This tutorial guides you through the steps to set up an MM-GBSA Residue Scanning calculation and analyze the results to identify mutations that enhance antibody stability and affinity.

Tutorial Content

  1. Introduction

  1. Creating Projects and Importing Structures

  1. Performing MM-GBSA Residue Scanning

  1. Conclusion and References

  1. Glossary of Terms

1. Introduction

Targeted mutations in the complementarity-determining regions (CDRs) can significantly alter binding affinity, structural stability, or developability properties. Exploring these mutations experimentally is time-consuming and expensive, making computational approaches an essential component of antibody engineering workflows. Computationally predicting the properties of protein mutants can allow you to screen larger numbers of mutations before progressing the most promising ones to experimental validation.

BioLuminate provides different methods for predicting protein stability and binding affinity changes with different levels of accuracy and computational effort. The MM-GBSA residue scanning approach has the advantage of being quite fast, allowing you to screen hundreds of mutants with reasonable effort. However, the underlying approximations (use of a static structure and an implicit solvent model) limit the reliability of MM-GBSA results. FEP+ residue scanning allows you to explore multiple residues in a single mutation and correlates much better with the experimental data than MM-GBSA residue scanning. Protein FEP+ allows you to explore one mutation per site per simulation, and is even more accurate than FEP+ residue scanning.

We recommend first using the MM-GBSA residue scanning for making qualitative predictions. The most promising mutants can then be passed on to FEP+ Residue Scanning when rapid mutational scans can be run to exhaustively explore various sites. The most promising variants from that will then move on to Protein FEP+ to confirm the prediction of the single mutation variants, after which single mutants could potentially be combined, before rank ordering all of the predicted variants and assaying the top scoring single and combinatorial variants.

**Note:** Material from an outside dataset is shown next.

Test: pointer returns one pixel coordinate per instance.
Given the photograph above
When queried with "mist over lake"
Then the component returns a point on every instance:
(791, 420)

This tutorial uses the 4JPV structure, which consists of a 3bnc117 human antibody in complex with HIV-1 gp120. To save time, the 4JPV structure has been prepared using the Protein Preparation Workflow and is included in the tutorial files. Please refer to the Introduction to Structure Preparation and Visualization tutorial and Best Practices for Protein Preparation before starting out with your own structure.

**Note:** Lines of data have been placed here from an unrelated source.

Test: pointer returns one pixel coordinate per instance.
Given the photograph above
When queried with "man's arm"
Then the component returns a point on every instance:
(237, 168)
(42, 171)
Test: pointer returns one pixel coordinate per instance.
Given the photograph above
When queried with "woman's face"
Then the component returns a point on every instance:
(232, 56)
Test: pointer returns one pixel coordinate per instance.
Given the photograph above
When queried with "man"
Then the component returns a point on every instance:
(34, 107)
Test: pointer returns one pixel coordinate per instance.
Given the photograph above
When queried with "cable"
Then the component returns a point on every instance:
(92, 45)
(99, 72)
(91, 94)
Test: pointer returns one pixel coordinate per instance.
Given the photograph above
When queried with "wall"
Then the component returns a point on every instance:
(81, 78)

In this tutorial, you will learn how to set up an MM-GBSA residue scanning calculation to identify mutations that enhance antibody stability and affinity.

2. Creating Projects and Importing Structures

  1. Open BioLuminate and create a new project named antibody_residue_scanning.prj for this tutorial.
  2. Download the tutorial zip file including input files and reference outputs here: Tutorial Files
  3. After downloading the zip file, unzip the contents in your Working Directorythe location where files are saved for ease of access throughout the tutorial.

3. Performing MM-GBSA Residue Scanning

In this section, you will perform an MM-GBSA residue scanning calculation on antibody CDR residues and analyze the results. Our goal is to improve the antibody structure’s stability as compared to the unfolded antibody without adversely impacting the binding affinity between the antibody and antigen.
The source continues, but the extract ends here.